Some Christmas Jokes


What does Santa suffer from if he gets stuck in a chimney?
Claus-trophobia!

What will you suffer from if you eat the decorations?
Tinselitis

What happened to the man who stole an Advent Calendar?
He got 25 days!

What do they sing at a snowman’s birthday party?
Freeze a jolly good fellow!

What is the best Christmas present in the world?
A broken drum, you just can’t beat it

What did Adam say the day before Christmas?
“It’s Christmas, Eve!”

Did you hear about the man and wife in bed on Christmas night? They hear a noise above them and she says "Is that rain, dear?"
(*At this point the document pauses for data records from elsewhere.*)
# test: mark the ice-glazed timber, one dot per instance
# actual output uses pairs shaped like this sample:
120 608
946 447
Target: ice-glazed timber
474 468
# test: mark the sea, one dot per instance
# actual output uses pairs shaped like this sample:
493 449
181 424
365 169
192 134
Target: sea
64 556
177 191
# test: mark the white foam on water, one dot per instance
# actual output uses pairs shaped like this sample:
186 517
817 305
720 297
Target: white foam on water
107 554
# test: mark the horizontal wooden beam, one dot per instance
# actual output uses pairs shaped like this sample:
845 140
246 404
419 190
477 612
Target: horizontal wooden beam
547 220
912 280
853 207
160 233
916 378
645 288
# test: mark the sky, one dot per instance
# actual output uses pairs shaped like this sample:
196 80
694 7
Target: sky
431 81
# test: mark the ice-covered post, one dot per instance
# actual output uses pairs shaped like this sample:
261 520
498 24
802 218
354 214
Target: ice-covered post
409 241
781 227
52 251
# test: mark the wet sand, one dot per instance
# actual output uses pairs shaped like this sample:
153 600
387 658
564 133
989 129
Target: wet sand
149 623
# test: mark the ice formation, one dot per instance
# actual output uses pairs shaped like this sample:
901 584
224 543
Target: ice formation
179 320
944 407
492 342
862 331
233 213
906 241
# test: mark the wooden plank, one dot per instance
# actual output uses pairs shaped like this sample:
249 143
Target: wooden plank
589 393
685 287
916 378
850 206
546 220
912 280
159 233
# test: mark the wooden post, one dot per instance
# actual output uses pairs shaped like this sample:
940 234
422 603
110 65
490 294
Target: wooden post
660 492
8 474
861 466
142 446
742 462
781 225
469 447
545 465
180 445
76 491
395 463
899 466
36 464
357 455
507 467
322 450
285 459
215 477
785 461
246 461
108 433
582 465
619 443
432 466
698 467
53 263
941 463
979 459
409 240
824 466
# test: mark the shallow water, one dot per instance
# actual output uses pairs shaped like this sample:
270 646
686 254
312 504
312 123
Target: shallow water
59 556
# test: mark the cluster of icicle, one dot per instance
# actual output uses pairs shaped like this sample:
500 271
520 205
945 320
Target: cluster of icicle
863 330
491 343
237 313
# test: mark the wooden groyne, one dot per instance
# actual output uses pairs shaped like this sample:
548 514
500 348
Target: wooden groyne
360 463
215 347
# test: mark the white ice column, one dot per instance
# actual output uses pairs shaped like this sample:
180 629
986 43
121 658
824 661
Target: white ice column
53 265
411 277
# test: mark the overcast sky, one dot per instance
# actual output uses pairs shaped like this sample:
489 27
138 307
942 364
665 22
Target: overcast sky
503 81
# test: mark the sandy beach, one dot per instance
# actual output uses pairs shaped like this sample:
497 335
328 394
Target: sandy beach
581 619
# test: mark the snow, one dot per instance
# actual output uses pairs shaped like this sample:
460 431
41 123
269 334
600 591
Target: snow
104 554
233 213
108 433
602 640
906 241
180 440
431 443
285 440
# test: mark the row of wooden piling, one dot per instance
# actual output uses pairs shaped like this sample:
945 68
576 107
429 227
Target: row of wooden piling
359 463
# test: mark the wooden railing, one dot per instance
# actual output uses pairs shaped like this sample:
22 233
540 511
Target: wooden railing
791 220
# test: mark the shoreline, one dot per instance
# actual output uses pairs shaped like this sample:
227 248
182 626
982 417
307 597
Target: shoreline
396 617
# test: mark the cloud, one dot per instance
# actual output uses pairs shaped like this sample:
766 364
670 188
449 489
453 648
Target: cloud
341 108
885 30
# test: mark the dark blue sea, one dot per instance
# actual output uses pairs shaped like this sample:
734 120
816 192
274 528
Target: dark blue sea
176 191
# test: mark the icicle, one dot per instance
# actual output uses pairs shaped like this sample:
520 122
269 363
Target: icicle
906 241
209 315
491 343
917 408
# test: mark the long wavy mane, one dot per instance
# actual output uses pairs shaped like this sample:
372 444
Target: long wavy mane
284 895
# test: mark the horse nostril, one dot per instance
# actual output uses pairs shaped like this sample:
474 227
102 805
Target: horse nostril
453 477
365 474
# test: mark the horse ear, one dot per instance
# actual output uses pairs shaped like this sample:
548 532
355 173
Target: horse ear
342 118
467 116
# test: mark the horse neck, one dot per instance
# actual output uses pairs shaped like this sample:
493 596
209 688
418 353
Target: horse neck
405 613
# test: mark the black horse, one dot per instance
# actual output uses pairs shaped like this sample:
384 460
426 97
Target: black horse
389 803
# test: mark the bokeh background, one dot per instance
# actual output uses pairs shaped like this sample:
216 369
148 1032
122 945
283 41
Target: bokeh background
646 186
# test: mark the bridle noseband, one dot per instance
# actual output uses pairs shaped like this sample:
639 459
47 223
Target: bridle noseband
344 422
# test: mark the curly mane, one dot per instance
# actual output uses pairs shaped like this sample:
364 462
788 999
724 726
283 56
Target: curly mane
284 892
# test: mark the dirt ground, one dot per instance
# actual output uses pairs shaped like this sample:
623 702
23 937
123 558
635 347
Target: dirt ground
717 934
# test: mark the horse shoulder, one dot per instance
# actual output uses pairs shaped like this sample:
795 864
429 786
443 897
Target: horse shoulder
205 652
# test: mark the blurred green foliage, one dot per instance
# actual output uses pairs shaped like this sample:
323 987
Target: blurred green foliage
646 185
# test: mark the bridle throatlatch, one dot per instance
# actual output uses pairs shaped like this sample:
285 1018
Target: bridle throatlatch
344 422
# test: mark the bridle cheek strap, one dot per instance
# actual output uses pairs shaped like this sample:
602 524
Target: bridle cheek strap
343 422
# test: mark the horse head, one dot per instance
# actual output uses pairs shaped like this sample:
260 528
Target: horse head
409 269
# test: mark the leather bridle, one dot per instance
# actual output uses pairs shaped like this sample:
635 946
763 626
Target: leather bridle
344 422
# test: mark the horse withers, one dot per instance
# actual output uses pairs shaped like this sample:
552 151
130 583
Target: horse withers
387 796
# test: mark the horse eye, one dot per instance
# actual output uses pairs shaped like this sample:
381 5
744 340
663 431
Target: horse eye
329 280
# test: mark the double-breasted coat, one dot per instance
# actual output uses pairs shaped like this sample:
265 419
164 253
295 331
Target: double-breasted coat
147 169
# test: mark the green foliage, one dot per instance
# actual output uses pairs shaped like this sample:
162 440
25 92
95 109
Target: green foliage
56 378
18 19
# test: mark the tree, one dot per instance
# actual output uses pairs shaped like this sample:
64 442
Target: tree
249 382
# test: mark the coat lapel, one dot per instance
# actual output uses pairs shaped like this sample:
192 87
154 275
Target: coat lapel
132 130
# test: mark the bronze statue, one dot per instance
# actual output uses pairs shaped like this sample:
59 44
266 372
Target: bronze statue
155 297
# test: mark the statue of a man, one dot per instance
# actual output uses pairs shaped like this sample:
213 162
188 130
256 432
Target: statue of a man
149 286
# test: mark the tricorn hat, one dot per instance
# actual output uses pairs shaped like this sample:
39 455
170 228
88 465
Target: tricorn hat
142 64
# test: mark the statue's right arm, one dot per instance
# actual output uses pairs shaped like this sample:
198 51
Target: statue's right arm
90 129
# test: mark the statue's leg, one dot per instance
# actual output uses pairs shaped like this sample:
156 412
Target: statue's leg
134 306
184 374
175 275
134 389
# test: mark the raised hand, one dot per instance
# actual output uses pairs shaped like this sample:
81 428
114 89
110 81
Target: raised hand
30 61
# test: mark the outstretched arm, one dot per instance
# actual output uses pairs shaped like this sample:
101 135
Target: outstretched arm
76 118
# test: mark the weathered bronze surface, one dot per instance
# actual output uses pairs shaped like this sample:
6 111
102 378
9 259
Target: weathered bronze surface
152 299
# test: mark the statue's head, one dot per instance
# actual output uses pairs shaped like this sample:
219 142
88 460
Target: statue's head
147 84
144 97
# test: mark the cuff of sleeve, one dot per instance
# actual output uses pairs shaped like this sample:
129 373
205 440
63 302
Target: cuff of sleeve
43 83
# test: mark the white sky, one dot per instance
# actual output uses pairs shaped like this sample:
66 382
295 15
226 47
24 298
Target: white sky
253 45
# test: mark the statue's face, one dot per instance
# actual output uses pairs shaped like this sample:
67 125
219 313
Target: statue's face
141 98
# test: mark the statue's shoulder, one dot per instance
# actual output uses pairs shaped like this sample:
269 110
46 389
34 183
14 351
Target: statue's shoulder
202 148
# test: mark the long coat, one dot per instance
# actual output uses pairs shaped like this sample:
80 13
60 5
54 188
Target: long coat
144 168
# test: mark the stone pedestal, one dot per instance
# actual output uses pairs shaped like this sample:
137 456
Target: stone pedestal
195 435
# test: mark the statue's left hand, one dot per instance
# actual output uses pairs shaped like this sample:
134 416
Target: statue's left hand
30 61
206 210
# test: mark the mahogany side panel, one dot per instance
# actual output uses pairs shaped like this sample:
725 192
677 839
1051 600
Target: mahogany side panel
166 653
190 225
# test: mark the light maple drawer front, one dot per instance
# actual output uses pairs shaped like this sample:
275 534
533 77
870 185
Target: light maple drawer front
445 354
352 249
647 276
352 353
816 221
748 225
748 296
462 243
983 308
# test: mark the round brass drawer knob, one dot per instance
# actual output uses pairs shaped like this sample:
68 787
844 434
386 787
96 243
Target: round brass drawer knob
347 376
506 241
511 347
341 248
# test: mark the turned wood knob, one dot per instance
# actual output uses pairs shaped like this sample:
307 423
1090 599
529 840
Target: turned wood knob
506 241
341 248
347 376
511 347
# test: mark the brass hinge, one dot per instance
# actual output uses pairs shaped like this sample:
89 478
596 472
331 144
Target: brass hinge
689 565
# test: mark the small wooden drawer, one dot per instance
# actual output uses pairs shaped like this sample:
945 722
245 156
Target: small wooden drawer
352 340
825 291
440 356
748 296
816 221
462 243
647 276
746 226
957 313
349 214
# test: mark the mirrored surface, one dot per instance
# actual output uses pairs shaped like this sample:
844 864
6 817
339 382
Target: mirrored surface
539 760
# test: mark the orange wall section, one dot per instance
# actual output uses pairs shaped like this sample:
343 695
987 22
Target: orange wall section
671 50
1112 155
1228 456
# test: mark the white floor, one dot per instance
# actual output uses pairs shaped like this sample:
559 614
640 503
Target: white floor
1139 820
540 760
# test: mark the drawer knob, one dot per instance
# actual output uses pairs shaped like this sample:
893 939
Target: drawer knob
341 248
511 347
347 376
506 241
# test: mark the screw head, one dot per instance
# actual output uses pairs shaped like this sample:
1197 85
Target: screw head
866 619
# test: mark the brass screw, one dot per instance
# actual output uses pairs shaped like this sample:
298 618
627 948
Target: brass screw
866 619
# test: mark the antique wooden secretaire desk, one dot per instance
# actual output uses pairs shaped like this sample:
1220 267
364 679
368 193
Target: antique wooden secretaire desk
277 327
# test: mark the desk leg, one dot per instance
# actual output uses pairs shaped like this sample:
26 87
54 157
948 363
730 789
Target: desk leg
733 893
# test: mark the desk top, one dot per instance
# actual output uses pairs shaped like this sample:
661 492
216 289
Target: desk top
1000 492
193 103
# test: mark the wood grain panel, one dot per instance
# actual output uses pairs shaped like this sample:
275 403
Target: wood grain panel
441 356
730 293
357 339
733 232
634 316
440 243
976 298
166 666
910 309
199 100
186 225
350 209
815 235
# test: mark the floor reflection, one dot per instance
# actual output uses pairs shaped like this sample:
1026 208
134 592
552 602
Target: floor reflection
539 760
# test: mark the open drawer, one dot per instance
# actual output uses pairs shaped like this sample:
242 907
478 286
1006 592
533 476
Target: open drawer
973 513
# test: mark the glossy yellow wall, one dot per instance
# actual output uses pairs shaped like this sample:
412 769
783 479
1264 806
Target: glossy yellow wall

Why is it getting harder to buy Advent calendars?
Their days are numbered

How did Scrooge win the football game?
The ghost of Christmas passed!

What do you call a bunch of grand masters showing off in a hotel lobby?
Chess nuts boasting in an open foyer!

Dickens Christmas Carol - interesting words and phrases


1. Bedight - Adorned (and bedight with Christmas holly stuck into the top.)
2. Norfolk Biffins - Red apples ( there were Norfolk Biffins, squat and swarthy, setting off the yellow of the oranges and lemons,)
3. Smoking Bishop - form of mulled wine (we will discuss your affairs this very afternoon, over a Christmas bowl of smoking bishop, Bob!)
4. Total abstinence principle - a phrase commonly associated with teetotaling, ie never drinking any alcohol or "spirits" - it's a pun (He had no further intercourse with Spirits, but lived upon the Total Abstinence Principle, ever afterwards;)
5. Apoplectic opulence - apoplexy involves becoming unconscious or incapicaitated. Her eit is due to opulence, wealth or luxury (tumbling out into the street in their apoplectic opulence)
6. Retire to Bedlam -  Bedlam was a well known lunatic asylum in London where you would spend yoour final years if you were insane (There's another fellow, my clerk with fifteen shillings a week, and a wife and family, talking about a merry Christmas; I'll retire to Bedlam.)
7. Counting house - an office or building in which the accounts and money of a person or company were kept (eg on Christmas Eve - old Scrooge sat busy in his counting-house)
8. Comforter -  a woollen scarf (eg Wherefore the clerk put on his white comforter, and tried to warm himself at the candle)
9. Forfeits - this is a parrlour game where a piece of clothing or some personal belonging is put into a pile on the flooR and can only be redeemed by doing something silly, as decided by a judge. (After a while they played at forfeits; for it is good to be children sometimes, and never better than at Christmas, when its mighty Founder was a child himself.)
10 The word scrooge originally meant to squeeze.